I spent some time looking at various chunking methods being promoted. These are some particularly good videos I found:
James Briggs discussion on his version of Semantic Chunking
- https://youtu.be/TcRRfcbsApw?si=9nf8Xy2KoINsPNxy
- https://www.youtube.com/watch?v=7JS0pqXvha8&t=457s&ab_channel=JamesBriggs
Chunking Strategies
The 5 levels of text splitting
It’s been difficult wrapping my head around these various strategies, but it appears that the key one involves splitting a document by sentence, then using an embed model to find the cosine similarity distance between them and then “chunk” the ones that are most similar.
I assume this has the effect, as an embedding, of giving the best response that is available from the document on any particular question. However, as someone else mentioned earlier, what if two sentences are similar, but from completely different sections of the document? And, more importantly, when you return the chunk to the LLM, how does it figure out how to cite the specific document sections referenced?
In my applications, I always list the references with links to those specific areas in the document so the user can cross-check in real time. Of course, most user won’t – but they do this at their own peril.

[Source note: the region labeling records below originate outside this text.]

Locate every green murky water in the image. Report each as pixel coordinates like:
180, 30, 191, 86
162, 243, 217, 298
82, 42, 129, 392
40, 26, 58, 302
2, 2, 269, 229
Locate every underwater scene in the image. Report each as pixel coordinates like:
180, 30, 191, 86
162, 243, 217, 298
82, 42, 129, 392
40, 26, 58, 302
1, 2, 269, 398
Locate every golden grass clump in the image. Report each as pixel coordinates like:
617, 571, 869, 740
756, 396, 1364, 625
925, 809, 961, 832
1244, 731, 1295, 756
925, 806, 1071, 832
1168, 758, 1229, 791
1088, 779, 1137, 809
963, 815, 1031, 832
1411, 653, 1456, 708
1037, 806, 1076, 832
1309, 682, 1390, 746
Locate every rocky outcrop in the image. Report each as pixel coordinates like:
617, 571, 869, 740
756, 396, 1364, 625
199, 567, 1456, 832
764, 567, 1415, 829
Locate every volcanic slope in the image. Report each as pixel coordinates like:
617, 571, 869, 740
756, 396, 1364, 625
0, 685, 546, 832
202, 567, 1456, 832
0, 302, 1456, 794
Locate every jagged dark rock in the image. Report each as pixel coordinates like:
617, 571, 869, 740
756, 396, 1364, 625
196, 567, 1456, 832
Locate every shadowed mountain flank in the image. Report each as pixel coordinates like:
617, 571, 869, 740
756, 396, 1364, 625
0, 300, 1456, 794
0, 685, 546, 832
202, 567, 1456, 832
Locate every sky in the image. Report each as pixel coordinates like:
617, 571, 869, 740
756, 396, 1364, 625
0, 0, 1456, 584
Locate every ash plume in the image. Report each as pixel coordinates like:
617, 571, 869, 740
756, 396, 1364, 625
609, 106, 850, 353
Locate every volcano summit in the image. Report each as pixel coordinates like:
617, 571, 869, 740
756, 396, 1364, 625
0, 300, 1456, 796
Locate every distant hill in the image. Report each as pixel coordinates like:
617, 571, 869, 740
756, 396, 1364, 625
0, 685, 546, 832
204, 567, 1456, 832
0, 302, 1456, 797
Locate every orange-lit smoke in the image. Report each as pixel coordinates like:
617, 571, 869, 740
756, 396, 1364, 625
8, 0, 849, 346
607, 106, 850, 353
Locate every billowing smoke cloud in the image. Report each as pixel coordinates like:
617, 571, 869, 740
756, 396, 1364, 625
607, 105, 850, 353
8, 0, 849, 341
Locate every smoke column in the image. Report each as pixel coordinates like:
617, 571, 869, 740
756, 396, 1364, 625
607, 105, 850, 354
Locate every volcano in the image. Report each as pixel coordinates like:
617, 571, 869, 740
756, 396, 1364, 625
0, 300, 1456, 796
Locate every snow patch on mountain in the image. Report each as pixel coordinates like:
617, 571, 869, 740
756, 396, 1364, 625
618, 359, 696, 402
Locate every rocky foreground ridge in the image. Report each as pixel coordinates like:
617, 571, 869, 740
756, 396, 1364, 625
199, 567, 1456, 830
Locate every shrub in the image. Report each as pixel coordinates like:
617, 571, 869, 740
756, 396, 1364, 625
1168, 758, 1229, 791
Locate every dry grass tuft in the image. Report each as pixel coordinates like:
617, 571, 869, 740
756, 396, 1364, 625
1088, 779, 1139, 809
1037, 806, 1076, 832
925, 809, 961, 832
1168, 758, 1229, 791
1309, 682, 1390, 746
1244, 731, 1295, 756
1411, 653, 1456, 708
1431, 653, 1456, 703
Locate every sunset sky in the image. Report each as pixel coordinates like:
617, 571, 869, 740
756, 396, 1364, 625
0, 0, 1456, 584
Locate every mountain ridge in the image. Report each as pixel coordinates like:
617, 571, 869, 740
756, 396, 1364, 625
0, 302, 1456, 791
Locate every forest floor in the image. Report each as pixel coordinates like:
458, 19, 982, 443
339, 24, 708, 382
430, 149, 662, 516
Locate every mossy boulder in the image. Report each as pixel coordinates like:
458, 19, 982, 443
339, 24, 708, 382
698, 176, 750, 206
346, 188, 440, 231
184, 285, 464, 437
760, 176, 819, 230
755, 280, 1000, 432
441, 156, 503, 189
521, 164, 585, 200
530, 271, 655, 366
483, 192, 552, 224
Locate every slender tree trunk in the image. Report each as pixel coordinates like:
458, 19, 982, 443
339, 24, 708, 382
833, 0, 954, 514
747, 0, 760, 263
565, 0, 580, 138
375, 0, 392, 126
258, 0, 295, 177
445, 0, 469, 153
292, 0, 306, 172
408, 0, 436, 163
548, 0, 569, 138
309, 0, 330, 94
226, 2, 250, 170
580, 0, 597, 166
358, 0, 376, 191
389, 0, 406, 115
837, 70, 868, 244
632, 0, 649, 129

Because of this, I prefer my own “layout-aware” chunking approach I have outlined in this thread. If I’ve done my embeddings correctly, a cosine similarity search will find similar ideas wherever they appear – and those ideas can be referenced, with links, back to the specific areas in the document(s) they are found.
Not to mention the fact that you’ve got to load and maintain a bunch of libraries with those strategies mentioned above. In my approach, there are two prompts. So long as those prompts return data in the specific structures as instructed, the rest of the code will work perfectly – now, and 5 years from now.